= Subcultural theory =

Theory in criminology

In criminology, subcultural theory emerged from the work of the Chicago School on gangs and developed through the symbolic interactionism school into a set of theories arguing that certain groups or subcultures in society have values and attitudes that are conducive to crime and violence. The primary focus is on juvenile delinquency because theorists believe that if this pattern of offending can be understood and controlled, it will break the transition from teenage offender into habitual criminal. Some of the theories are functionalist, assuming that criminal activity is motivated by economic needs, while others posit a social class rationale for deviance.

==Frederic M. Thrasher==
Frederic M. Thrasher (1927: 46) studied gangs in a systematic way, analyzing gang activity and behavior. He defined gangs by the process they go through to form a group:
"The gang is an interstitial group originally formed spontaneously, and then integrated through conflict. It is characterized by the following types of behavior: meeting face to face, milling, movement through space as a unit, conflict, and planning. The result of this collective behavior is the development of tradition, unreflective internal structure, esprit de corps, solidarity, morale, group awareness, and attachment to a local territory."

==E. Franklin Frazier==
In the earliest stages of the Chicago School and their investigation of human ecology, one of the key tropes was the concept of disorganization which contributed to the emergence of an underclass.

==Albert K. Cohen==
Albert K. Cohen (1955) did not look at the economically oriented career criminal, but looked at the delinquency subculture, focusing on gang delinquency among working class youth in slum areas which developed a distinctive culture as a response to their perceived lack of economic and social opportunity within U.S. society.
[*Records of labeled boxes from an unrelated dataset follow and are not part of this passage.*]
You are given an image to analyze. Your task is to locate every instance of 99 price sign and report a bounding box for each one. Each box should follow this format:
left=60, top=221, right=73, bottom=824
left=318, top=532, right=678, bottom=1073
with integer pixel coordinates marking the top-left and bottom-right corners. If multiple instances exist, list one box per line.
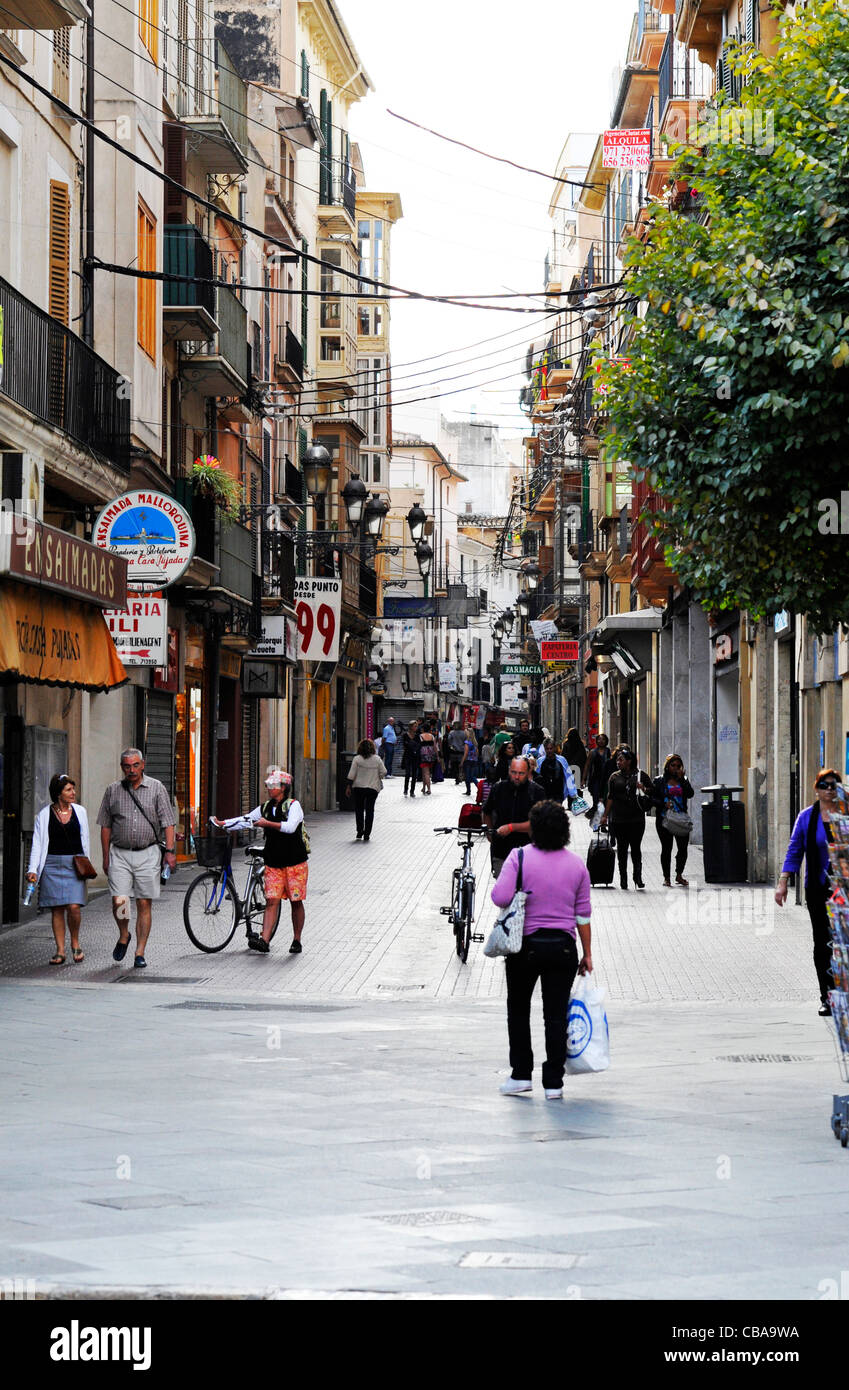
left=295, top=580, right=342, bottom=662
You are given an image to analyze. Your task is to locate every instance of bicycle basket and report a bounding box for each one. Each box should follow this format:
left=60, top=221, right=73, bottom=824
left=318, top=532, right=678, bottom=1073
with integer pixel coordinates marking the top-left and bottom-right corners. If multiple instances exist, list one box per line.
left=195, top=835, right=232, bottom=869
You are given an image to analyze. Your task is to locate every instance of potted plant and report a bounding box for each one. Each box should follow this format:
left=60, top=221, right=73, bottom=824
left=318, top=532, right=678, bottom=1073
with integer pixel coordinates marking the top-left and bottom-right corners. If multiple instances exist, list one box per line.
left=189, top=453, right=242, bottom=521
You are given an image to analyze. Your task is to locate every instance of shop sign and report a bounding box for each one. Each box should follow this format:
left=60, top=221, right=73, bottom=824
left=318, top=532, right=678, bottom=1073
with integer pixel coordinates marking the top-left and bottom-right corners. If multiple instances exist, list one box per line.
left=92, top=492, right=195, bottom=589
left=602, top=126, right=652, bottom=174
left=103, top=594, right=168, bottom=666
left=0, top=512, right=126, bottom=607
left=295, top=578, right=342, bottom=664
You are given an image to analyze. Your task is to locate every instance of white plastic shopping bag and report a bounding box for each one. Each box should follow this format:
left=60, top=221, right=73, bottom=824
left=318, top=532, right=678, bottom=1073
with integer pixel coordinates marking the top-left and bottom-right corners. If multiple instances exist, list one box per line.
left=566, top=974, right=610, bottom=1076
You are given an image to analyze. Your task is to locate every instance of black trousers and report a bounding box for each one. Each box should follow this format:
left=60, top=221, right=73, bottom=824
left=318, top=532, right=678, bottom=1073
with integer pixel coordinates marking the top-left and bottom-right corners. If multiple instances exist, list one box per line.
left=506, top=930, right=578, bottom=1090
left=805, top=881, right=834, bottom=1004
left=354, top=787, right=378, bottom=835
left=654, top=820, right=689, bottom=878
left=611, top=816, right=646, bottom=883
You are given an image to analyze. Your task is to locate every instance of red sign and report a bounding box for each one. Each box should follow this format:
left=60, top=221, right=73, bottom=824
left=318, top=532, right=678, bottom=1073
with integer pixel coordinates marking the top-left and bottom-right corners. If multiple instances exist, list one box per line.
left=539, top=642, right=579, bottom=662
left=602, top=126, right=652, bottom=174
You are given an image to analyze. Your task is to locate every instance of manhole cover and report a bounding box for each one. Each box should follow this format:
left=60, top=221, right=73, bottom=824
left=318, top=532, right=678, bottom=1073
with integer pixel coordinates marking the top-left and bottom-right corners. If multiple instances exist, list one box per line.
left=714, top=1052, right=817, bottom=1062
left=374, top=1212, right=482, bottom=1226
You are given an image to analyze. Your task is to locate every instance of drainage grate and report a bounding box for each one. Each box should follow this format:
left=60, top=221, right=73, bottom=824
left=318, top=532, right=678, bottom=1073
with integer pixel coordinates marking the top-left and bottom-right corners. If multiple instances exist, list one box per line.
left=372, top=1212, right=484, bottom=1226
left=714, top=1052, right=817, bottom=1062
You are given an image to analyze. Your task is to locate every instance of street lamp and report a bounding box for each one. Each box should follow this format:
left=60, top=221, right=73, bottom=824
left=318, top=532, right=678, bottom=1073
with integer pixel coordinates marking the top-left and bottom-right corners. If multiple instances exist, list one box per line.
left=342, top=473, right=368, bottom=531
left=302, top=443, right=333, bottom=498
left=407, top=502, right=428, bottom=541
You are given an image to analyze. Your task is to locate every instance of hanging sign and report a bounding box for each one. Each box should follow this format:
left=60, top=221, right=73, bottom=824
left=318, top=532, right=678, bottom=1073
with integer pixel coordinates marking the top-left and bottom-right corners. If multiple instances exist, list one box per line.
left=103, top=594, right=168, bottom=667
left=295, top=578, right=342, bottom=663
left=602, top=126, right=652, bottom=174
left=92, top=492, right=195, bottom=589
==Richard Cloward and Lloyd Ohlin==
Richard Cloward and Lloyd Ohlin made reference to R. K. Merton's Strain Theory, while taking a further step in how the Subculture was 'Parallel' in their opportunities: the Criminal subculture had the same rules and level.

==Walter Miller==
Walter Miller (1958, 1959) agreed with Cohen that there was a delinquency subculture, but argued that it arose entirely from the lower class way of life.

==David Matza==
David Matza (1964) argued that, rather than being committed to delinquency, young people drifted between conventional and unconventional behavior, thus due to - often - their unconventional childhood tribulations.

== Phil Cohen==
Phil Cohen (1972) studied the youth of East London in the early 1970s. He examined the immediate and the wider context to determine how two different youth subcultures reacted to the changes occurring in their community. He suggested that the Mod reaction was to the new ideology of affluence. They wanted to show that they had money and knew how to spend it. In contrast, skinheads looked back to the more traditional working class community. Each generation tries to find employment or adapts to unemployment. But the 1920s had very different economic circumstances to later decades. Cohen argued that youth develop a cultural style as a means of coping with their particular circumstances and of resisting the dominant values of society. This casts working class youth as the standard bearers of class struggle. There is little in real terms that youth can do to change society, but resistance offers subjective satisfaction which can be shown through style: the clothes, haircuts, music and language of the different youth cultures. Cohen argued that these styles are not meaningless, but are deeply layered in meaning. This is an application of Marxist Subcultural Theory which synthesised the structuralism of Marxism with the Labelling Theory. The approach matched that of the Centre for Contemporary Cultural Studies at Birmingham University (see Crow: 1997). This approach places emphasis on the contents of youth culture and on the differences produced by class background. The assumption is that a capitalist society attempts to achieve hegemony by using the cultural values of society for their own benefit. The domination of the adults is enforced through the system of mortgages, credit cards, and family commitments, and they are seduced into accepting the relative security of capitalism. But the youth are relatively free of long-term commitment or responsibility for a family and, with many unemployed, the youth are the weakest point in the structure of hegemony.